5

179 23 28
                                    

***

Zile bastım birkaç kere, bu gürültüye rağmen nasıl hala uyuyordu bu aptal? Evi iki katlıydı, gayet güzeldi ve bahçesinde çiçekler vardı. Yan bahçesinde ise ne zamandır orada olduğunu anlamadığım kadını gördüğümde kadın beni süzdü. "Kimi arıyorsun kızım?"

"Jungkook'u almaya gelmiştim." dedim sessizce. Kadın önce bana, ardından bindiğim bisiklete baktı, garip garip.

Bisikletimin kornasını çaldım bir kere daha."Jeon Jungkook!" diye bağırdım tüm gücümle. Birkaç dakika sonra ses tellerimi kaybettiğimde ikinci kattaki pencerenin perdesi aralandı ve penceresi açıldı. Ardında gözlerini ovuşturarak bir adet Jungkook bulunuyordu, gözlüksüz kesinlikle çok farklı görünüyordu. Bana uykulu gözlerle ve dağınık saçıyla baktığında elimi salladım. "Seni almaya geldim."
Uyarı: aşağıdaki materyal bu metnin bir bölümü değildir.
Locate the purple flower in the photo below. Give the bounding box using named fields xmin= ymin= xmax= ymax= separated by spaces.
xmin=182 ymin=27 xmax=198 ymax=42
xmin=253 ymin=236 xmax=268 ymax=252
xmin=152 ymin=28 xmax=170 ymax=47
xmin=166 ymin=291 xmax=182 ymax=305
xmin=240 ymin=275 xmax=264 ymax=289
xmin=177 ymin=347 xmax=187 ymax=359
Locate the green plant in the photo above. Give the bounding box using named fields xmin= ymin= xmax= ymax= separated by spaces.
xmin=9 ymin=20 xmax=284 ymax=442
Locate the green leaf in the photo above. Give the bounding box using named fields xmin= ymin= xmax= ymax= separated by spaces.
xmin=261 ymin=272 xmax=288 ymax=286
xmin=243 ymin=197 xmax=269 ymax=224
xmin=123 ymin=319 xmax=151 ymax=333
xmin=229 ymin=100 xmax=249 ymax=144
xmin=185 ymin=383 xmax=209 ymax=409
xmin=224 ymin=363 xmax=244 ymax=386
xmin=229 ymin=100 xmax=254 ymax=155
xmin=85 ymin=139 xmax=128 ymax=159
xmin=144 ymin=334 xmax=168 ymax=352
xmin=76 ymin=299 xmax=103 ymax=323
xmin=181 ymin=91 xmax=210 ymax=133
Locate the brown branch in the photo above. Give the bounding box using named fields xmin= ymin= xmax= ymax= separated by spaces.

"Siz nereden tanışıyorsunuz ki kızım?" Jungkook, odanın içinde kaybolurken ben de yan bahçedeki teyzeye dönmüştüm. Dedikoducu kadınlar yok mu şunlar, çok fenalar. Eğer köşe bir mahallede doğmuş olsaydım muhtemelen sabahten akşama kadar nereye gittiğimi gözetleyen teyzeler olurdu camlarımızda. Bu yüzden şanslıydım, ama Jungkook'un başına bir şey gelmeyeceğinden neredeyse emindim. Teyzenin yanına doğru ilerlettim bisikleti. "Gay bardan." dedim. Kadın elini ağzına götürdü ve ağzını kapattı şaşkınlıkla. Ne olduğunu biliyor muydu ki bu kadın. "Ben de aslında erkektim," dedim bacaklarımın arasına bakarak. "Sonra Jungkook gay bara gelmeyi bıraktı." Dünyanın en büyük trajedisi başıma gelmiş gibi sesimi titrettim. "Artık sadece kızlardan hoşlandığını duyunca ben de kıza döndüm." O kadar eğleniyordum ki, cebimden telefonumu çıkarıp Taehyung'ın fotoğrafını gösterdim ona. "Eskiden de yakışıklıydım."
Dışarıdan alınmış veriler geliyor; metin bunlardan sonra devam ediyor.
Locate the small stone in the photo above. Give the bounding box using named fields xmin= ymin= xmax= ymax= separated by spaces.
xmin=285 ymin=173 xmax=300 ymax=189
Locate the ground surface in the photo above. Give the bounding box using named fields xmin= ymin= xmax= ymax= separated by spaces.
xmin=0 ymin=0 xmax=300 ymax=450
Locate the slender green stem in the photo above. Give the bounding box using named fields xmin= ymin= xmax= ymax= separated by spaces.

Kadın şok içinde dehşetle telefona baktı. "Vah, vah." dedi yan bahçeye bakarken. "Beklemezdim bu çocuktan, eli ayağı düzgün birine benziyor." Kafamı sallayıp telefonumu cebime sıkıştırdım. "Sen de çok yakışıklıymışsın, kızım."
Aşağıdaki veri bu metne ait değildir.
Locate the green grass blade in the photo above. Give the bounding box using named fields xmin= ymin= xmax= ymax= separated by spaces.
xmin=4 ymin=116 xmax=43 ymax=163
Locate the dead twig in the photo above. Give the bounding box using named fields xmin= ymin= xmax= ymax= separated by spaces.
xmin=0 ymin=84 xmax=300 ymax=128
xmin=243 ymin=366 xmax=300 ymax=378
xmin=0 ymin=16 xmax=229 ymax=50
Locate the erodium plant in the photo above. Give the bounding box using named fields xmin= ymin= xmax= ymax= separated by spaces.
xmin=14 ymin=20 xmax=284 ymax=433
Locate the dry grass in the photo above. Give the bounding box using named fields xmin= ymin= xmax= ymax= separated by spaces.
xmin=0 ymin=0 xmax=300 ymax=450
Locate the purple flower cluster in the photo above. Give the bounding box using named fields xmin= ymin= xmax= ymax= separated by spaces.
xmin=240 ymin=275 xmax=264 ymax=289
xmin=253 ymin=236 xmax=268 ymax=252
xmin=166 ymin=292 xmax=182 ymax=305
Bu sırada Jungkook, bahçe kapısında belirmiş, teyzenin son dediğini duymuştu. Şaşkınlıkla bana bakarken ona gülümsedim. "Görüşürüz, teyze." diyerek el salladım ona da, ve kadın mırıldanarak dehşet içinde evine girdi. Girmeden önce de Jungkook'a kınayan bakışlar atmıştı. Bu küçük mahallelerde herkes birbiriniz tanırdı, şimdi yayılsın dedikodu.

"Gerçekten bisikletle mi geldin?" dediğinde kendi bisikletini de dışarı sürüklemişti. Okula bisikletle mi geliyordu genelde, bunu bilmiyordum ama dün bisikleti yoktu. Belki de otobüs kullanıyordu. "Burada babanın uşağı yok aslanım." dedim gülümseyerek. "Birlikte gidelim diye buraya kadar da sürdüm bir de ben bunu, bacaklarım güçsüz benim. Çektiğim çileye verdiğin cevap bu mu?"

Gözlerini kısarak bana baktı ve bisikletine atladı. "O kadın ne diyordu?" Dudaklarımdaki kıkırtıyı bastırdım. "Hiç."

"Senin yakışıklı olduğunu söyledi. Ne söyledin kadına?"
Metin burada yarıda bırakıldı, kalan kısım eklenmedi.